O velho 44

 As palavras, como tantas vezes aqui já repeti, são como as cerejas. O mesmo acontece com pensamentos produzidos por estes enfezados e diminutos neurónios que me enchem o espaço que medeia entre o parietal direito e o parietal esquerdo.
Ontem, quando fazia a minha tradicional ronda pelos passeios de Lisboa, deparei-me com um acampamento de um sem abrigo que lá terá a mania de ser filósofo e ao lado da tenda, escarrapachado em gordas letras azuis sobre um cartão, tinha escrito a seguinte tirada digna de um Descartes ou de um Platão nos seus melhores dias
“ Antes de julgares a forma como eu vivo, fala comigo”.
Hoje, ao atribuir um número de referência a uma proposta a enviar a um Cliente, deparei-me com o conjunto de algarismos “44” e de imediato fui transportado aos meus tempos de estudante na Escola Afonso Domingues e ao nosso Professor de Sistemas Digitais, permitam-me aqui escrever com P grande numa homenagem póstuma a tão emérita personagem, 44. Chamávamos-lhe 44 porque foi ele que, inocentemente e desconhecendo ainda a cambada de depravados que estava sentada em frente dele, após dizer o seu nome acrescentou que era o professor n.º 44. Estava-se mesmo a ver o que é o iríamos chamar daí para a frente.
O Professor 44, era já na altura, um senhor de uma provecta idade, de baixa estatura e com uma cor de cabelo que por sí só nos deveria obrigar a respeitá-lo um pouco. Não o fez!
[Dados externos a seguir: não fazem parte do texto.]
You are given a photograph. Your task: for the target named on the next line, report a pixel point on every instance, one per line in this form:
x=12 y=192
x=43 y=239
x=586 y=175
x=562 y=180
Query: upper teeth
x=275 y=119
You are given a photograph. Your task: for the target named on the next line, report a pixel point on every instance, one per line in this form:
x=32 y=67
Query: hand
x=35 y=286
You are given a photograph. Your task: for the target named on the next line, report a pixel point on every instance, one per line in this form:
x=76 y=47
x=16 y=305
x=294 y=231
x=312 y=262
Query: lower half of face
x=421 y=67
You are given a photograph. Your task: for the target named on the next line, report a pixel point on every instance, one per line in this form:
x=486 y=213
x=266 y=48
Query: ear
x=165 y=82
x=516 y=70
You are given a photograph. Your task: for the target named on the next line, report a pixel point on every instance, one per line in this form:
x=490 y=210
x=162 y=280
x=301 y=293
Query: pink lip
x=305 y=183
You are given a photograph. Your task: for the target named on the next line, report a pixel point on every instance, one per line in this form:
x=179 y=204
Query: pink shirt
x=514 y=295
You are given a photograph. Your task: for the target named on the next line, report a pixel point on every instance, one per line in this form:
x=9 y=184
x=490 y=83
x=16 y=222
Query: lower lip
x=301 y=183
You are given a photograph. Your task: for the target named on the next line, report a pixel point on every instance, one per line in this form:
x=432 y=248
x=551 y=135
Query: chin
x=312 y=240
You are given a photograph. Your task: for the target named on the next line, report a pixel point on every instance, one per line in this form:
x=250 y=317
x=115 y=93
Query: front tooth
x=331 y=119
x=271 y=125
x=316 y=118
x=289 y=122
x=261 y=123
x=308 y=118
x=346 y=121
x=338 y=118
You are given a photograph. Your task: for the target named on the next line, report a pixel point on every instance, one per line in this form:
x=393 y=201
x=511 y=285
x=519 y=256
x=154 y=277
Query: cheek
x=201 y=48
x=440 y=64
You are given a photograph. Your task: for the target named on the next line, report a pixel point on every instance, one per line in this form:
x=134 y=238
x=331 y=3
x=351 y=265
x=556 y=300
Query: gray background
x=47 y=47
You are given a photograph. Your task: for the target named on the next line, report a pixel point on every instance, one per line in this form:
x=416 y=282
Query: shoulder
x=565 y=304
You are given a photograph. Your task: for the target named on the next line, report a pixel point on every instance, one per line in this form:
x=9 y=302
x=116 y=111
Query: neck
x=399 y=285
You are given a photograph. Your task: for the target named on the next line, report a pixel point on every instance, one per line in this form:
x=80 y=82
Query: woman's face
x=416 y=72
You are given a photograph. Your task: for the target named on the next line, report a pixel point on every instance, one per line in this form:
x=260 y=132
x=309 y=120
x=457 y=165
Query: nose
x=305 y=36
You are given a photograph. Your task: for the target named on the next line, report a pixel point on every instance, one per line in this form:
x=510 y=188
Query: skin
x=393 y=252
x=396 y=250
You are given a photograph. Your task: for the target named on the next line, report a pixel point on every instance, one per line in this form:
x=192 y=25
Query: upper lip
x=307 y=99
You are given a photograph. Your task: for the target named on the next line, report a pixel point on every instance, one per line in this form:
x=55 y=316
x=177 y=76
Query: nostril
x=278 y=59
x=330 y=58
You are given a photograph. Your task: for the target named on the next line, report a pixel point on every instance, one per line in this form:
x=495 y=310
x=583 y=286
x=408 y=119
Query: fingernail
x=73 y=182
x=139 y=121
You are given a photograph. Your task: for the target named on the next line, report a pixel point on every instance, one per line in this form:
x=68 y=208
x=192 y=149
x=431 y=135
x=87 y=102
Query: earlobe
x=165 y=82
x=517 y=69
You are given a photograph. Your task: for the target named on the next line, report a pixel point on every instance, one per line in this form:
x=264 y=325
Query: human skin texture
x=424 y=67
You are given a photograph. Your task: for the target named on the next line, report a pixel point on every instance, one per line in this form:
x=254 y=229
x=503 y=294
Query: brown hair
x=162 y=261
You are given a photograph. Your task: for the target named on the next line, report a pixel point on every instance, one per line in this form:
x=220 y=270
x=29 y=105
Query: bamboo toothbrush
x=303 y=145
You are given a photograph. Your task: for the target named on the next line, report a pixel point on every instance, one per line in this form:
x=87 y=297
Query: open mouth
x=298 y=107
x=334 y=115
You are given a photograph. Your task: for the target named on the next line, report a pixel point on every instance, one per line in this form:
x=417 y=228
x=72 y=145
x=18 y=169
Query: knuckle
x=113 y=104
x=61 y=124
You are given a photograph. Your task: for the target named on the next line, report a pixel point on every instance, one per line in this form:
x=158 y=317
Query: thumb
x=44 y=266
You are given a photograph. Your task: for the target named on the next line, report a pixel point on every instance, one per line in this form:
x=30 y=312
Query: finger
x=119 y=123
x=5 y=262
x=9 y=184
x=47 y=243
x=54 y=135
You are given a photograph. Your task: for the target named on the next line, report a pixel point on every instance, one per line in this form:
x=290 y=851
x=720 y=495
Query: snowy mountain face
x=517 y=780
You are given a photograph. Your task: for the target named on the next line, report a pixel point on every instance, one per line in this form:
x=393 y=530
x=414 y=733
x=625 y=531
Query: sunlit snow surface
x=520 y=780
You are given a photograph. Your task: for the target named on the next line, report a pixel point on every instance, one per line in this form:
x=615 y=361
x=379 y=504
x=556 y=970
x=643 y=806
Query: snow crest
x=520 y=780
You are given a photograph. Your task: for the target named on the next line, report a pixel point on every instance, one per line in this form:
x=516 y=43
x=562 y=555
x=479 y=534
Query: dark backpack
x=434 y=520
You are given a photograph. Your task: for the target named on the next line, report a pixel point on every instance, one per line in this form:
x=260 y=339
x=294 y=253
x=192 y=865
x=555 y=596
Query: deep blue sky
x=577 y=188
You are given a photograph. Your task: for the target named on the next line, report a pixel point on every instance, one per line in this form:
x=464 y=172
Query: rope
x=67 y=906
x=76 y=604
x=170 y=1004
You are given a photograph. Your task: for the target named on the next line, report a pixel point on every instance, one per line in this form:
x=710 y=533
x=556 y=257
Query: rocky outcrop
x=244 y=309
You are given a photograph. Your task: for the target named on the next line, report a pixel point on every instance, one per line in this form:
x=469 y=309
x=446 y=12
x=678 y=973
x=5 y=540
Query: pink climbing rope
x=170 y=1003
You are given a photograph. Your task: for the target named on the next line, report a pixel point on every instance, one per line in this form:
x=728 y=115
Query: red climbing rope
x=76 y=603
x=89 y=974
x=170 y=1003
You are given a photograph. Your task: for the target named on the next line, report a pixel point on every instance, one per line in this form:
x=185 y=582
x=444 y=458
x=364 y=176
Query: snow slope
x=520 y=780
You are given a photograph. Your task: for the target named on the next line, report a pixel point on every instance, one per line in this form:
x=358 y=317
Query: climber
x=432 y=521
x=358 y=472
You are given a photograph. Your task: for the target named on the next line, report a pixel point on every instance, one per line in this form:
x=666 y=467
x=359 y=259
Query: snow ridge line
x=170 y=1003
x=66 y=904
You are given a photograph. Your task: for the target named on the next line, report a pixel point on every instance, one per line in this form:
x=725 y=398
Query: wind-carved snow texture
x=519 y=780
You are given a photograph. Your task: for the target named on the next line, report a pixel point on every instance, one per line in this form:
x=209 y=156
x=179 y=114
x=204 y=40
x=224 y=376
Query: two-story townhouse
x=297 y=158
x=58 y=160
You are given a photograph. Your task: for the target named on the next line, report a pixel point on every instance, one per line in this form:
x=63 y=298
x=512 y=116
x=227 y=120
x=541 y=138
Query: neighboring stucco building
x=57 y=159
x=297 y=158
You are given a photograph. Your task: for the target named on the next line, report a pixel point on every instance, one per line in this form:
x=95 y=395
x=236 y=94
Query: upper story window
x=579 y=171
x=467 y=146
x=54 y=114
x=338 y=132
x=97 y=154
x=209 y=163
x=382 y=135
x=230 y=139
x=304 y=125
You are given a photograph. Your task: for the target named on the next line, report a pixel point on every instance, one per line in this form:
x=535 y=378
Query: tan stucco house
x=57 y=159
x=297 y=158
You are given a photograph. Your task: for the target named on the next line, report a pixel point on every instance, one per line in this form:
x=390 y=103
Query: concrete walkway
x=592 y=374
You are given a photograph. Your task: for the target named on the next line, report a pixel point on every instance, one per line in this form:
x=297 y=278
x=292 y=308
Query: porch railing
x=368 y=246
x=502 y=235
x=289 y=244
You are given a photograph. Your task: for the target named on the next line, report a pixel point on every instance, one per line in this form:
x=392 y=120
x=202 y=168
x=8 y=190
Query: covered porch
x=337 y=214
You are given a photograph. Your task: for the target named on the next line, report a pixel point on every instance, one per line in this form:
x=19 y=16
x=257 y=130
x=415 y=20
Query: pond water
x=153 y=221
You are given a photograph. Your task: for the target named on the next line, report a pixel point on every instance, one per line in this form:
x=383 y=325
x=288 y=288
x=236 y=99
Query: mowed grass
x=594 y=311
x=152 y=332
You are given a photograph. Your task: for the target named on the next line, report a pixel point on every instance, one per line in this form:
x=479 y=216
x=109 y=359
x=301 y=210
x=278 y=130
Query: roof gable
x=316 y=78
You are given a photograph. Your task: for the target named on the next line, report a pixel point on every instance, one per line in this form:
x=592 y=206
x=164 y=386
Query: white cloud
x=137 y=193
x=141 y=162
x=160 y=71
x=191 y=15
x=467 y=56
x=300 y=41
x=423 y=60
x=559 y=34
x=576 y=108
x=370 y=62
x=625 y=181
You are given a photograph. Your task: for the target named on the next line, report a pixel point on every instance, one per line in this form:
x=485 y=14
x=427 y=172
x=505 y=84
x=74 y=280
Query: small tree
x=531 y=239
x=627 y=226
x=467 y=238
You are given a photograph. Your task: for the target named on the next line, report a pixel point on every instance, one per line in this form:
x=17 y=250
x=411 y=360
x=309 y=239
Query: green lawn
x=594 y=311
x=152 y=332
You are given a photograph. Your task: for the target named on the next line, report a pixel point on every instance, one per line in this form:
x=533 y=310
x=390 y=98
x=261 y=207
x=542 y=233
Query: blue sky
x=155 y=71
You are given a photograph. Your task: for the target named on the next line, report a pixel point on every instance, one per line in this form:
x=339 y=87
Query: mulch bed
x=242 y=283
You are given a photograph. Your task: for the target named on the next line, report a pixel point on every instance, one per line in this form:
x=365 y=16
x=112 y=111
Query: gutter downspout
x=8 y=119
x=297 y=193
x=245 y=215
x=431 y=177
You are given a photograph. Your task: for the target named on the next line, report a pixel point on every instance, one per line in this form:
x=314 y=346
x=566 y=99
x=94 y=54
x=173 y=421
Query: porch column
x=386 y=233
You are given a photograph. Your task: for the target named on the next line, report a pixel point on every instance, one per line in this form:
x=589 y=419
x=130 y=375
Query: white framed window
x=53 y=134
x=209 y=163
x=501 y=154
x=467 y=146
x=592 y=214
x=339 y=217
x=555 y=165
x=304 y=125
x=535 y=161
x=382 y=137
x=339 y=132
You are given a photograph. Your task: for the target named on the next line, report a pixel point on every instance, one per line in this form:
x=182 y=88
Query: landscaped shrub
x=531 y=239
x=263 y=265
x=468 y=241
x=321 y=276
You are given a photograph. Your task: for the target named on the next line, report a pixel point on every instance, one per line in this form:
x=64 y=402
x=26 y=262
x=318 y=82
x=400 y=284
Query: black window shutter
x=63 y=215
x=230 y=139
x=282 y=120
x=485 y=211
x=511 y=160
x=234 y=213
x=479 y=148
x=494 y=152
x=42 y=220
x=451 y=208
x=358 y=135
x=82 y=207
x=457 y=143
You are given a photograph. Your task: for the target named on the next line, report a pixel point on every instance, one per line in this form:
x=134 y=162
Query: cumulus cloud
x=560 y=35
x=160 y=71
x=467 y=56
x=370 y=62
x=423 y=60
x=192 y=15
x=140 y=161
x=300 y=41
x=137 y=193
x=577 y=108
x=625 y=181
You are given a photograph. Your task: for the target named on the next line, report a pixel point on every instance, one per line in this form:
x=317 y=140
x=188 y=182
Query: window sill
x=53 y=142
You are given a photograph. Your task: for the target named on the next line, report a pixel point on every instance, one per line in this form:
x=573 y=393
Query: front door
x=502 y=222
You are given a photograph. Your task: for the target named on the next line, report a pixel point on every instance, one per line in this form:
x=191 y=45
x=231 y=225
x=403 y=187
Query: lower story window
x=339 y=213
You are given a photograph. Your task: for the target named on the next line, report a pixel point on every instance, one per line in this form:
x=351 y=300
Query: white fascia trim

As aulas eram um desconchavo total que ele impávido e sereno tentava ignorar, dando serenamente a matéria que tinha destinado àqueles 50 minutos. Por vezes ainda tentava pôr ordem na sala mas era o mesmo que nada. Eu, o Hernâni Cidade, o Jorge Jorge, o Beato, o Homem de Sá, o Pedro Cabral, o João Paulo, o Polónio, o Nequinho e até a  tímida Fátima tínhamos a nobre missão de boicotar todas as aulas transformando-as num verdadeiro inferno para o pobre senhor.
Eram muitas as vezes que se enganava na matéria e via-se em palpos de aranha para responder quando algum de nós, ia um pouco mais à frente e lhe fazia alguma pergunta coerente, refiro-me, claro está, ao Pedro Resende, que era o único que parecia perceber como é que 1+1 dava zero e ia 1 para a frente.
Rapidamente demos por esta falha de conhecimentos do professor e por estranho que pareça começamos a prestar um pouco mais de atenção às aulas só para o apanhar em falta e então era risadas de morte.
Um dia, a cumprir o nosso dever de alunos muito interessados em adquirir conhecimentos para a nossa vida e tornarmo-nos num futuro próximo membros activos de uma sociedade moderna e justa. Fizemos queixa do velho e da sua visível falta de conhecimentos para leccionar a matéria.
O professor de Tecnologia que nos ouviu, ouviu-nos com toda a calma e depois de aguardar uns segundos em silêncio disse:
“Sabem, quando o ano lectivo começou não havia professor Sistemas Digitais nesta escola. E de todos nós, o “velho 44”, que é professor de matemática, foi o único que se voluntariou para vos dar as aulas. É assim que todos os dias depois de sair da escola, o professor vai para casa e fica noite fora a estudar a matéria que vos vai dar no dia seguinte.”
Depois de relembrar esta história voltei ao presente para ler novamente a frase escrita pelo sem abrigo em grandes letras azuis:

“ Antes de julgares a forma como eu vivo, fala comigo”.